The fuel shipment, which marks the first such delivery in decades, comes during renewed efforts to normalise relations between the two neighbours and follows a series of trust-building measures aimed at restoring regional connectivity.

Speaking to AnewZ, Murad Muradov, Deputy Director at Topchubashov Centre, described the move as a significant milestone in the peace process.

“I think it's a very important step in terms of confidence building, first of all,” Muradov said, noting that energy cooperation had been considered as a peace-building tool as early as the 1990s. “Economic cooperation can always be an important bridge towards peace.”

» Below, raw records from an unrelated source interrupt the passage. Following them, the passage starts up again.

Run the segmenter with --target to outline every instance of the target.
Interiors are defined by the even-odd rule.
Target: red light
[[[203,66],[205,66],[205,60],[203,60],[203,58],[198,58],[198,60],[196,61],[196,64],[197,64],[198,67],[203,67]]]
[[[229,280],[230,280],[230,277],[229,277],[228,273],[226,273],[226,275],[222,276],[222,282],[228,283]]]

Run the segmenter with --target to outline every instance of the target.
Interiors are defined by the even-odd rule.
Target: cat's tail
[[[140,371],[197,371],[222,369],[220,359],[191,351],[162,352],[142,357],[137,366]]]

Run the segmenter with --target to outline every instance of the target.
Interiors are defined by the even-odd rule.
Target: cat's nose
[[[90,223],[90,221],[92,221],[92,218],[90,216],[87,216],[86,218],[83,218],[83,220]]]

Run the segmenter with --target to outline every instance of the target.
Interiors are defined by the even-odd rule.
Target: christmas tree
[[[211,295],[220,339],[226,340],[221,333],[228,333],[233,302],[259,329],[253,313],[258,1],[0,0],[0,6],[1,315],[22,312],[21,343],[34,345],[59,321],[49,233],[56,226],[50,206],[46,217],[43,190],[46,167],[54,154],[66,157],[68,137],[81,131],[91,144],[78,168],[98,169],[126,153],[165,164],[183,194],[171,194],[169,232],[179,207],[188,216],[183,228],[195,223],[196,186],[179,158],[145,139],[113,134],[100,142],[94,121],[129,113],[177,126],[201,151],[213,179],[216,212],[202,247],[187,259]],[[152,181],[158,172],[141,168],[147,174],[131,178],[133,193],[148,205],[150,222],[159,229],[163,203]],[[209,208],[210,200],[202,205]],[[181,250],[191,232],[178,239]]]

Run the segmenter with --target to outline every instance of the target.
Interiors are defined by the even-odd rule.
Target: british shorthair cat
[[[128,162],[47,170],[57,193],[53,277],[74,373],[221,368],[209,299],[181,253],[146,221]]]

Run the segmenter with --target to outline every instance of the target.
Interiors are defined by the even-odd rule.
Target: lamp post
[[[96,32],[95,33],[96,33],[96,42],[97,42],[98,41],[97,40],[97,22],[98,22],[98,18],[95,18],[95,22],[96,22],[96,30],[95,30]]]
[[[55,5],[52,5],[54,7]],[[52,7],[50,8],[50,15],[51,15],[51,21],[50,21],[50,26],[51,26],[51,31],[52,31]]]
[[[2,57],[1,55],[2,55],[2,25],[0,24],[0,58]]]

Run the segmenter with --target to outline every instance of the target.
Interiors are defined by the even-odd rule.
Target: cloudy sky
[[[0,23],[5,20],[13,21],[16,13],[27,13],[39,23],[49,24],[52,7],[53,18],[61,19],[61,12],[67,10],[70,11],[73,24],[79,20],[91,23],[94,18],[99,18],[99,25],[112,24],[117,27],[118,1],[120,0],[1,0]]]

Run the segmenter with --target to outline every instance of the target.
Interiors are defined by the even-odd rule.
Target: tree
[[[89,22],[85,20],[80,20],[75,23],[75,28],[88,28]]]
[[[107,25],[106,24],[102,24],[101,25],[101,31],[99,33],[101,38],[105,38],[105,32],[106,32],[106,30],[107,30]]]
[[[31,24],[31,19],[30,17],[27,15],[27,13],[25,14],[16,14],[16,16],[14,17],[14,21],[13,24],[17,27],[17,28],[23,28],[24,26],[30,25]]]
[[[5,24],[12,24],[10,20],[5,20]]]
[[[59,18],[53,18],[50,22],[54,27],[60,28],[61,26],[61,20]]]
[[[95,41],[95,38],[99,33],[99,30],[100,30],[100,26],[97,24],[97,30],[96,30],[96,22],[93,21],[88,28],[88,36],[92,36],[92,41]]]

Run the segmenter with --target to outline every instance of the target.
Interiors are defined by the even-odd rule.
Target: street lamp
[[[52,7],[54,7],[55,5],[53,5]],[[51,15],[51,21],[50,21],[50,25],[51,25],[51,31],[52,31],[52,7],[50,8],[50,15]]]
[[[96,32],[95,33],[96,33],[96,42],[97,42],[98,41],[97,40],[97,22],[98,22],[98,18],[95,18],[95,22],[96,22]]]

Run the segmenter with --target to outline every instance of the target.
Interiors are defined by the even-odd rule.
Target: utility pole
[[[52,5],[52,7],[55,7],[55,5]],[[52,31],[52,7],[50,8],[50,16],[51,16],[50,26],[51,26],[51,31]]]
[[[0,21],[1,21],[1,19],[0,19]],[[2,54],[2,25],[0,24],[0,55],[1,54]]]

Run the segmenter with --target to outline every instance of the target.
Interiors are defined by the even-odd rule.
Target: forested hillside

Muradov stressed the symbolic importance of the fuel export, especially following the recent transit of grain through Azerbaijan.

“Selling fuel, which is produced in Azerbaijan, is even a more significant and symbolic step,” he said, adding that he hopes it will “help to cement the positive momentum that we have been enjoying since the Washington memorandum in August.”

The fuel shipment follows an agreement reached on 28 November in Gabala, a city in the north west of Azerbaijan, where Deputy Prime Minister Shahin Mustafayev met with Armenia’s Deputy Prime Minister Mher Grigoryan.

Armenian Prime Minister Nikol Pashinyan’s public acknowledgment of the shipment sends a positive political signal, the analyst said, despite domestic and international criticism.

“The fact that Prime Minister Pashinyan openly recognised it is also… a big signal that we have this momentum,” he said, adding that Yerevan appears ready to defend the process despite external pressure.